The main reason for the appearance of these stars in the LVBP season had nothing to do with politics or social conditions. It has more to do with the fact that the World Baseball Classic, a competition that pins countries against each other (a sort of baseball World Cup that’s played once every four years), will be held in March this year, and the players wanted to get some playing time under their belts before the actual competition. It is very hard to imagine that this will be a recurring theme. This might be the case for just a set of particular circumstances that came together.

Regardless of the reasons, Venezuelan baseball got to enjoy at least ten games with Ronald Acuña Jr. in the Tiburones uniform, without a doubt one of the best players in the world (some would say the very best actually) and he certainly did not disappoint. Players like Seattle Mariners’ Eugenio Suárez and Yankees shortstop Gleyber Torres also got playing time with Leones.

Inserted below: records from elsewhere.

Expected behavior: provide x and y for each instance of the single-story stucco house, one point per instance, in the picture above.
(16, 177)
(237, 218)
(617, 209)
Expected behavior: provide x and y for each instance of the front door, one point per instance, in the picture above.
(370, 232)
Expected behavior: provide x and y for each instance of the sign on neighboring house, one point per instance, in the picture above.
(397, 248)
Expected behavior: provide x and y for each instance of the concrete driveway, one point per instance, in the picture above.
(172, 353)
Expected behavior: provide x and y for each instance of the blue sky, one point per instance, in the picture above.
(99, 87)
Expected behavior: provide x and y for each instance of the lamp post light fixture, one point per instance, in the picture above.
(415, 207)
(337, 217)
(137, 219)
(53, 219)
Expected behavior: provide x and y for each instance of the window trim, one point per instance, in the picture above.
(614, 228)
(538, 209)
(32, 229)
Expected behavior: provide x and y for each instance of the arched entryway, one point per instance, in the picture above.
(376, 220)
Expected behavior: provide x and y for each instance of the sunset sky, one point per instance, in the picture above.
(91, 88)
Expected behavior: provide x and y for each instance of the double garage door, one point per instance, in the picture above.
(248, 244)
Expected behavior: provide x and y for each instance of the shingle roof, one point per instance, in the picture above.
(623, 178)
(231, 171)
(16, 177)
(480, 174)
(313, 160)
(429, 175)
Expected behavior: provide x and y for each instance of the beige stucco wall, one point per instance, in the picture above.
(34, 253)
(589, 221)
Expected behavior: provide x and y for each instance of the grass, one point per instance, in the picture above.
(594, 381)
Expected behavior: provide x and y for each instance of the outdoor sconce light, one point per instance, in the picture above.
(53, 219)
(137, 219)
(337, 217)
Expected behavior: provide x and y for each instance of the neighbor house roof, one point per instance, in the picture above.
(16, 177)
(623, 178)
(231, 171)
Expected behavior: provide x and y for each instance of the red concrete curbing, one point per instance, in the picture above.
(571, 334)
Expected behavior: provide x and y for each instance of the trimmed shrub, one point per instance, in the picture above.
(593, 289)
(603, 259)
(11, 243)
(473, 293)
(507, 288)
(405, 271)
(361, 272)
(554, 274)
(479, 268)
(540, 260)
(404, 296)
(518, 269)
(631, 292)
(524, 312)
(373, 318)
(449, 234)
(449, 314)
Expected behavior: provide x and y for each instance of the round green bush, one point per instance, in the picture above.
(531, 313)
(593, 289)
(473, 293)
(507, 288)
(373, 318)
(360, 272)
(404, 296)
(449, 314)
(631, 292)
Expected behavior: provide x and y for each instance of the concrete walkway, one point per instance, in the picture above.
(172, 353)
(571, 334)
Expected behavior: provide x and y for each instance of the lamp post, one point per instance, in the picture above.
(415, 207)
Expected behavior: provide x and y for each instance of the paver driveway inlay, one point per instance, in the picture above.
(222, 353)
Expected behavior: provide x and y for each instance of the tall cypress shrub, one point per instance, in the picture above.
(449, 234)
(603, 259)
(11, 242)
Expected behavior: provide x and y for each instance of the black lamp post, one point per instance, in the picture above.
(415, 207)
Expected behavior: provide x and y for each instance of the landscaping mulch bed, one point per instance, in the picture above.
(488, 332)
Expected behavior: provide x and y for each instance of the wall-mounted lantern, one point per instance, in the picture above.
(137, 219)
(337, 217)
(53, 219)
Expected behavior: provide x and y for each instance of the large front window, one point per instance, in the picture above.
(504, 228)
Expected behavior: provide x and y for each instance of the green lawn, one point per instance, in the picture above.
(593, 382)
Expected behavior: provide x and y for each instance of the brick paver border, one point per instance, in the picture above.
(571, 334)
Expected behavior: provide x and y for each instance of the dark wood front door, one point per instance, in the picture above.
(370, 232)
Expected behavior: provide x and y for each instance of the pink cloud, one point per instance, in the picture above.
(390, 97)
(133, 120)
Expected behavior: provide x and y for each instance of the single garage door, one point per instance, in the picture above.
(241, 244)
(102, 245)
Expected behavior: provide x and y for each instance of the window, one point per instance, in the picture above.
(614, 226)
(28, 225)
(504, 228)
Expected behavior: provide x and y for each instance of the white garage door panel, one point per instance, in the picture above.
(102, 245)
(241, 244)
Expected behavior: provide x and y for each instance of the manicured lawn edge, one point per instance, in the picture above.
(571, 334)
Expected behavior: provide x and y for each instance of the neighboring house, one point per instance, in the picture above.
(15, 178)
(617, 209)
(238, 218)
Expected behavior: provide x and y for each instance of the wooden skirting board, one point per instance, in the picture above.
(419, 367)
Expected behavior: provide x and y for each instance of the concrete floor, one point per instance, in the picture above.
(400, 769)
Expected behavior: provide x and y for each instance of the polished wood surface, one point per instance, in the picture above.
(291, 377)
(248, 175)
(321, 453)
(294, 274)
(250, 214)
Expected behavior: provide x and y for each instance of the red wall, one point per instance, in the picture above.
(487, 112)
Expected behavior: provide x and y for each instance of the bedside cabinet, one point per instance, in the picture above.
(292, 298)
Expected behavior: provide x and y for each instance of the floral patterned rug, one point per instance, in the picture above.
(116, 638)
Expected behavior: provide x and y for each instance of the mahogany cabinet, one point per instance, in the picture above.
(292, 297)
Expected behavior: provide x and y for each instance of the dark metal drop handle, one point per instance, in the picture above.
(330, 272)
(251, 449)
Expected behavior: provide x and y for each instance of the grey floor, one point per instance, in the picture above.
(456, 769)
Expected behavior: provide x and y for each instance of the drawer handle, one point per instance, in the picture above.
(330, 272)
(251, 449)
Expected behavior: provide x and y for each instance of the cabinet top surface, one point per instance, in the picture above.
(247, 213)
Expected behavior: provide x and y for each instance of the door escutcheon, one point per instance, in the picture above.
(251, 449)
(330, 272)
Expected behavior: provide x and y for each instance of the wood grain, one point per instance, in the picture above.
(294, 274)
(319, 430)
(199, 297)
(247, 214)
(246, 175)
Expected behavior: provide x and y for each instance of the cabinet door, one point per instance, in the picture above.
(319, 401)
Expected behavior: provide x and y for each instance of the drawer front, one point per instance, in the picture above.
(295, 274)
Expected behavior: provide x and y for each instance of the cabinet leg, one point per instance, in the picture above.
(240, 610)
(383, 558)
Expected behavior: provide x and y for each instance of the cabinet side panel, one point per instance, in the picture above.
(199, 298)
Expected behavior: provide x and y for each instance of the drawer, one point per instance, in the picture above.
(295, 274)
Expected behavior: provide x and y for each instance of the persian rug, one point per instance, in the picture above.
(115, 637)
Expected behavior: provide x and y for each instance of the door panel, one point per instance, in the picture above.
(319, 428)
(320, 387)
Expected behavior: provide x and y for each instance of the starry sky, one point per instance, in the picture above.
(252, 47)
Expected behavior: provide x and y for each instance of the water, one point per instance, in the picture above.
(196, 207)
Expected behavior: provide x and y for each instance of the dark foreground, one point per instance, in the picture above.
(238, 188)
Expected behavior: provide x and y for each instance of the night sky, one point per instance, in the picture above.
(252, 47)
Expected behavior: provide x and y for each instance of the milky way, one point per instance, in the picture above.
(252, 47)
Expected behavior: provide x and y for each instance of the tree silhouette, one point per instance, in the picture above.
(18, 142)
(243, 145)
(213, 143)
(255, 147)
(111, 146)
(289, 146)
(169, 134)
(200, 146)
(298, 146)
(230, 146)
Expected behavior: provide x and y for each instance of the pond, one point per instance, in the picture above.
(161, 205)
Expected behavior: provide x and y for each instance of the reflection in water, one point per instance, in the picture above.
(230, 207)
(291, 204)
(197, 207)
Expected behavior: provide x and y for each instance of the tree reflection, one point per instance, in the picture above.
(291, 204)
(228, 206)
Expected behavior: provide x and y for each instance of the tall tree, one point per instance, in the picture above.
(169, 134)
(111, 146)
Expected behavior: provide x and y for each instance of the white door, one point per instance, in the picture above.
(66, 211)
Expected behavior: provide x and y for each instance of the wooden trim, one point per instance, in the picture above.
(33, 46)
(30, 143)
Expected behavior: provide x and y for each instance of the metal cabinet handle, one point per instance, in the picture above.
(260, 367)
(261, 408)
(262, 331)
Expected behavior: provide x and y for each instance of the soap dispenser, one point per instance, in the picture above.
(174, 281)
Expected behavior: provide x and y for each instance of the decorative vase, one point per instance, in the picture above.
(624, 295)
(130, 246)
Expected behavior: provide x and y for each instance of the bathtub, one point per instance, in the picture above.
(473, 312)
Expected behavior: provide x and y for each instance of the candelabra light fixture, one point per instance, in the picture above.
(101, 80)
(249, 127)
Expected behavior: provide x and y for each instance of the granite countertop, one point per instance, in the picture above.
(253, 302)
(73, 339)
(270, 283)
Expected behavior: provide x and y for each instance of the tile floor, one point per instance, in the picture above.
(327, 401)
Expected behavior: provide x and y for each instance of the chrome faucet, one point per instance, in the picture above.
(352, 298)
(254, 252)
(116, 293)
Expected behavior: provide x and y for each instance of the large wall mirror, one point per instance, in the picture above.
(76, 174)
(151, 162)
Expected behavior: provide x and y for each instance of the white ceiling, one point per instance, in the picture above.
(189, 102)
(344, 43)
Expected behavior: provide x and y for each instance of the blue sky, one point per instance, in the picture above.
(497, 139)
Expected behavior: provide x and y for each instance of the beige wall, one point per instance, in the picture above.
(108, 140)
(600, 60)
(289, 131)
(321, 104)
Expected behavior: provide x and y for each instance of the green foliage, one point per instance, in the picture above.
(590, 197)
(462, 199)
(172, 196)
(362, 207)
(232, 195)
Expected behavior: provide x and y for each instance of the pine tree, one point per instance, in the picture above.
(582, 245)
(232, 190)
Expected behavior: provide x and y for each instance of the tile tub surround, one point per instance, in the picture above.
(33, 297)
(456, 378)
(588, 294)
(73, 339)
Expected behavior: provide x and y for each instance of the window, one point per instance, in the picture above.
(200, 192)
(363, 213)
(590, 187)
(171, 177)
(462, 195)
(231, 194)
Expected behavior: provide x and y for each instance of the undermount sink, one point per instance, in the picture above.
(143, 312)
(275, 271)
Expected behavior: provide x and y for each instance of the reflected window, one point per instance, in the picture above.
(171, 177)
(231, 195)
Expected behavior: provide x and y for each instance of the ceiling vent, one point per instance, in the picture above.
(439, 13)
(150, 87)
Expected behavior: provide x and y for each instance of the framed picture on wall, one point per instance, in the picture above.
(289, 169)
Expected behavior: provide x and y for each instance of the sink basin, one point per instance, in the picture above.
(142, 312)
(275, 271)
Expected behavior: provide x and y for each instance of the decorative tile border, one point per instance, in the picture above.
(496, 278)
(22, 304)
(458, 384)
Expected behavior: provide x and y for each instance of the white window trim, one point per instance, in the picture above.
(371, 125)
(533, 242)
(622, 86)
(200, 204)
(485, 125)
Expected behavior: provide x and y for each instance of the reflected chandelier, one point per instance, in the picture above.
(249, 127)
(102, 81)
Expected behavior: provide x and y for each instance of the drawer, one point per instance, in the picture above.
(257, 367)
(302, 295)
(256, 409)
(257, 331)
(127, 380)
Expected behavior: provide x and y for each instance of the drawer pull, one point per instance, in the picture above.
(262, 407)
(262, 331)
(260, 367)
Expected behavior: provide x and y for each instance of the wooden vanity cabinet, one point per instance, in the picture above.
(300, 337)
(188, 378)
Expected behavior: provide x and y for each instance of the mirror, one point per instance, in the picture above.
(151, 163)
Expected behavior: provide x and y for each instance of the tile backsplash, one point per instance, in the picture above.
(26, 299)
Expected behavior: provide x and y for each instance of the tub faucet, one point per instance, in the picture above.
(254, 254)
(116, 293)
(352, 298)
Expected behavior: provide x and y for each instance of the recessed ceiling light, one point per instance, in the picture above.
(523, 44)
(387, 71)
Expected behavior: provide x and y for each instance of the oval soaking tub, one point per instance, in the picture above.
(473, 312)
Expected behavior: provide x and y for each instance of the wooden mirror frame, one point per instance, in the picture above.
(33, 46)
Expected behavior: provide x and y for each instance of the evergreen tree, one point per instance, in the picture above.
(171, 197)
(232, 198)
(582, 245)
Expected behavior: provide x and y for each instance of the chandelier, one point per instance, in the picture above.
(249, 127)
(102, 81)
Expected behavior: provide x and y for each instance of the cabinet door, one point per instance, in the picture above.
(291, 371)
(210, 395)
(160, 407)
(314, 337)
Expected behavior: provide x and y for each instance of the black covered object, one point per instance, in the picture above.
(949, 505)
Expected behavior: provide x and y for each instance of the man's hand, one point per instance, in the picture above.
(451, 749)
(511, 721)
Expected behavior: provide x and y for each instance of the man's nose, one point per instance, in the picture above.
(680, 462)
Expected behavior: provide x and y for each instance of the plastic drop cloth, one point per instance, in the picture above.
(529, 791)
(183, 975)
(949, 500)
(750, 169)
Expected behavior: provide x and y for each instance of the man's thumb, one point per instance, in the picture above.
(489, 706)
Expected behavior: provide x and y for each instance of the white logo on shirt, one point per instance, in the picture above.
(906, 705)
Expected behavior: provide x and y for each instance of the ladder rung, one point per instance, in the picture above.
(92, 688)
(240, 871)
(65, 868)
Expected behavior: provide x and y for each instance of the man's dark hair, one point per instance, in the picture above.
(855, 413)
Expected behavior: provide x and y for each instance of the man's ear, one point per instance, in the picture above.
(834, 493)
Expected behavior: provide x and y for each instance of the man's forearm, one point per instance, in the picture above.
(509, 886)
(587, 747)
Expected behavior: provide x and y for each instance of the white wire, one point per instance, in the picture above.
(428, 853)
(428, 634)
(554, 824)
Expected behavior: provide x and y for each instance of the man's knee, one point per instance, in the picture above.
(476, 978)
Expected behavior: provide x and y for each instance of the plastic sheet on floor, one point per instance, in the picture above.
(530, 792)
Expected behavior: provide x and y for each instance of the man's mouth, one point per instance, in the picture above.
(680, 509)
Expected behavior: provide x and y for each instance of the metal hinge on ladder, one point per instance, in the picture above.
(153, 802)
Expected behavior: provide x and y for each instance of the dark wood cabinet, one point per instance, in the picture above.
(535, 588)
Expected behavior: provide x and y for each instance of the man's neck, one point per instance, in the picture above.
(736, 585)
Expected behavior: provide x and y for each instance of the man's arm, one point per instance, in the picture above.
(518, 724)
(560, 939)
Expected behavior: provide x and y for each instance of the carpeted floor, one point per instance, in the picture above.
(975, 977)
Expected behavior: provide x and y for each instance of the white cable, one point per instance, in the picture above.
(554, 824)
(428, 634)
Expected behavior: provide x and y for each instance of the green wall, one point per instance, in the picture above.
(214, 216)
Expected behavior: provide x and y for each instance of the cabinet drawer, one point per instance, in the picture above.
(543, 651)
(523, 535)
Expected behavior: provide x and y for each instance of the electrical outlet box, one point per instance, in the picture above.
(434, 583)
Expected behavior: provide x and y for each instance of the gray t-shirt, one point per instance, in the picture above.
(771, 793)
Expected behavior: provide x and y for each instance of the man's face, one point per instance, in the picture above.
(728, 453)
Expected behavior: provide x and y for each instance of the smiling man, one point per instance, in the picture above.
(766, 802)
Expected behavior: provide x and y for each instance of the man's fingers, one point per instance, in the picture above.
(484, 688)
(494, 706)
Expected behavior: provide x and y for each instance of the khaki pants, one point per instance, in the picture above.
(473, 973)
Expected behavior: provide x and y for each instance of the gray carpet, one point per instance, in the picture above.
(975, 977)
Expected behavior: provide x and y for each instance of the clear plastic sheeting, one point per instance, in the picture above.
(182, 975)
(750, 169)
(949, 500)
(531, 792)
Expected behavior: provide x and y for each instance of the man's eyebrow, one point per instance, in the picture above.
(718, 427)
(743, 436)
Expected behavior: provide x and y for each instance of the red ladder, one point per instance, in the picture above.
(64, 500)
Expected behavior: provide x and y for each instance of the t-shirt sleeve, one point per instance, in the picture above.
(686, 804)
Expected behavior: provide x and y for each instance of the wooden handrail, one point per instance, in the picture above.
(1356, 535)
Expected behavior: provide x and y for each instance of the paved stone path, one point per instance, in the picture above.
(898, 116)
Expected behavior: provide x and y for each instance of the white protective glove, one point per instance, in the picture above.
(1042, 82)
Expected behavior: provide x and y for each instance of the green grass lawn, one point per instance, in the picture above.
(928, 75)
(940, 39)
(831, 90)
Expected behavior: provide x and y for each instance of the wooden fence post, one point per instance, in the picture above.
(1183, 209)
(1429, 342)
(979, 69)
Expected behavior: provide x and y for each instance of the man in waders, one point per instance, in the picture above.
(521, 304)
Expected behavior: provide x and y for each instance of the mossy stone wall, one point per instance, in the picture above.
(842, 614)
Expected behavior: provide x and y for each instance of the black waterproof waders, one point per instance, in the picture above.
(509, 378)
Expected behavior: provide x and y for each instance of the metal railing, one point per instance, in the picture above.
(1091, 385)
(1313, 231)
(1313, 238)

Even my team saw a small stint of Rougned Odor and bonafide legend Salvador Pérez playing a couple of games in Maracaibo. Although  “we” were eliminated by the time they came, I must say that I really enjoyed seeing them. In all cases, you could see the caliber of these athletes. One step beyond. Here’s hoping something like that happens again. Even if there’s always local quality to enjoy, no matter how high in baseball’s echelon these players are, there’s something special about MLB stars. A mystique about them.     

Same As It Ever Was

All in all, there was certainly a fleeting feeling of little oxygen in Venezuela’s baseball this year, because, as we’ve been able to corroborate in the past few years, the game does not exist in a vacuum, it goes hand in hand with the country. The bubble-like environment that the Venezuelan economy is going through can be felt in baseball. I still must say that the faces of those buying the beers look way different than of those who sell them. 

As far as I’m concerned, it’s all great. Going to the ballpark with a dear friend that knows nothing about the game and trying to explain in an hour what takes a lifetime to grasp it’s still one of the great joys of life. As endurable as ice cream. That’s really all I need to love the sport, the little things that it keeps on giving me. Win or lose, baseball is still a repository of meaningful metaphors for life, of the things that change and the things that stay the same.